Manuela Martelli avait déjà foulé le tapis rouge du Théâtre de la Croisette – qui accueille les films présentés à la Quinzaine de Réalisateurs – en 2004 aux côtés d’Andres Wood, qui présentait le film Machuca au Festival de Cannes. À cette occasion, elle a joué le rôle de l’une des protagonistes du film. Cette année, Manuela Martelli est de retour sur le tapis rouge, mais en tant que réalisatrice de son premier film, 1976, qui raconte l’histoire d’une femme de la classe supérieure qui se retrouve impliquée dans une situation confuse dans laquelle elle finit par aider un opposant à la dictature.

Le film, avec Aline Küppenheim, a reçu un accueil chaleureux le jour de sa présentation à la Quinzaine de Réalisateurs, où le public s’est levé pour l’applaudir. 1976 était le seul long métrage chilien en compétition, puisqu’il s’agissait du premier long métrage de Martelli, en lice pour la Caméra d’or.

Pourquoi avez-vous ressenti le besoin de faire 1976 ?

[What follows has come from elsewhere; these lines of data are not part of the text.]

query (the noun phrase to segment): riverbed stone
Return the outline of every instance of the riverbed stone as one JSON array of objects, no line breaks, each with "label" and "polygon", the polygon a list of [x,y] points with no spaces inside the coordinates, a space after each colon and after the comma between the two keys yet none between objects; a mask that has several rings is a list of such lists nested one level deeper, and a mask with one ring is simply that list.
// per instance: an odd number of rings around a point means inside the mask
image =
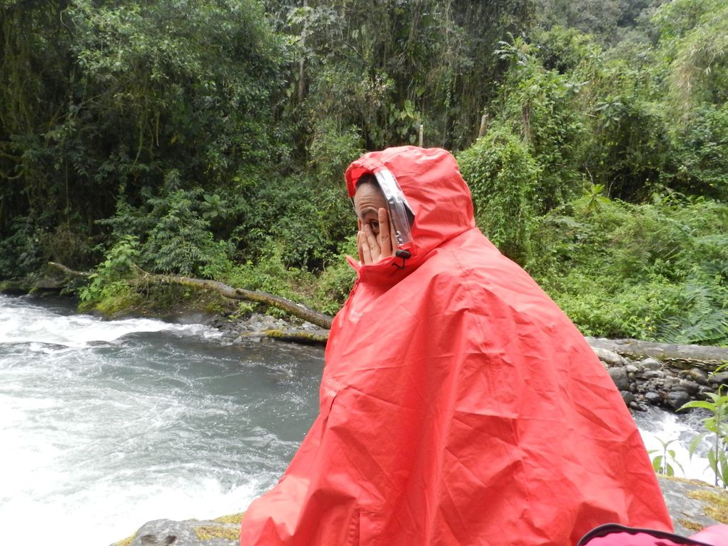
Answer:
[{"label": "riverbed stone", "polygon": [[728,493],[698,480],[658,476],[660,488],[675,526],[689,537],[716,523],[728,523]]},{"label": "riverbed stone", "polygon": [[238,546],[242,514],[215,520],[154,520],[112,546]]},{"label": "riverbed stone", "polygon": [[592,347],[594,354],[597,357],[608,366],[622,366],[626,363],[626,360],[614,351],[609,349],[601,349],[601,347]]},{"label": "riverbed stone", "polygon": [[708,385],[708,373],[698,368],[692,368],[685,373],[685,376],[689,379],[701,385]]},{"label": "riverbed stone", "polygon": [[631,406],[631,405],[634,403],[635,395],[628,390],[620,390],[620,394],[622,395],[622,400],[623,400],[625,403],[628,405]]},{"label": "riverbed stone", "polygon": [[[677,534],[689,537],[699,529],[728,523],[728,492],[698,480],[658,475]],[[242,514],[212,521],[155,520],[132,537],[111,546],[238,546]]]},{"label": "riverbed stone", "polygon": [[653,405],[657,405],[660,403],[662,397],[660,396],[660,393],[650,390],[644,393],[644,399]]},{"label": "riverbed stone", "polygon": [[684,390],[671,390],[665,397],[665,403],[673,409],[678,409],[683,404],[687,404],[691,400],[690,395]]},{"label": "riverbed stone", "polygon": [[717,373],[712,373],[710,379],[713,383],[719,384],[728,384],[728,371],[720,371]]},{"label": "riverbed stone", "polygon": [[609,376],[619,390],[628,391],[630,389],[630,378],[625,368],[610,368]]},{"label": "riverbed stone", "polygon": [[654,379],[656,377],[662,377],[663,373],[660,370],[645,370],[637,373],[637,376],[643,379]]},{"label": "riverbed stone", "polygon": [[643,370],[659,370],[662,367],[662,363],[654,358],[645,358],[637,363],[637,367]]},{"label": "riverbed stone", "polygon": [[700,390],[700,386],[694,381],[681,379],[678,387],[691,395],[697,395]]}]

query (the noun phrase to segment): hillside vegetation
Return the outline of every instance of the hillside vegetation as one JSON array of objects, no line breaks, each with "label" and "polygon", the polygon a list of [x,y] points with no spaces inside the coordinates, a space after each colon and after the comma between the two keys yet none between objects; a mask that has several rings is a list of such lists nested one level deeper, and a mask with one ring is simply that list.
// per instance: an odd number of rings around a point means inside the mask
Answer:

Cela a commencé comme quelque chose de très personnel. J’ai commencé par m’interroger sur ma grand-mère, que je n’ai jamais rencontrée, mais qui me semblait être une personne très intéressante, et j’ai voulu en savoir plus, car j’avais peu d’informations. Dans le salon de ma maison, il y avait une sculpture qu’elle avait faite, et d’une certaine manière, cette présence, qui était le volume d’une femme, était le signe qu’il y avait quelqu’un de très intéressant derrière, et j’ai commencé à interroger ma mère, mes tantes, et j’ai réalisé que je me trouvais avec une femme très avancée pour son époque, mais qui n’avait pas eu l’espace pour se développer. Elle était entrée à l’école d’arts appliqués mais n’avait pas terminé son diplôme, une école qui a été fermée après le coup d’État. Donc, à partir de cette question sur elle, j’ai commencé à l’élargir et à m’interroger sur toutes ces femmes de l’époque qui avaient été, finalement, des personnages anonymes de l’histoire. À partir de là, j’ai voulu raconter l’histoire de cette période au Chili, qui est une période tellement révisée, et une période tellement fondamentale dans notre histoire, tellement pertinente. Je voulais le voir sous un angle différent, du point de vue des femmes, de l’intérieur d’une maison. Pas d’après ce que j’avais déjà lu dans les livres d’histoire à l’école, qui n’étaient que des livres écrits par des hommes.

Au cinéma, le point de vue des persécutés a été montré, cependant, la protagoniste est une femme avec de l’argent, qui n’a rien à voir avec le monde de la résistance et se retrouve dans cette situation d’aide. Parlez-nous de ce point de vue, qui est différent de ce que nous avons vu, par exemple, à Machuca et ailleurs.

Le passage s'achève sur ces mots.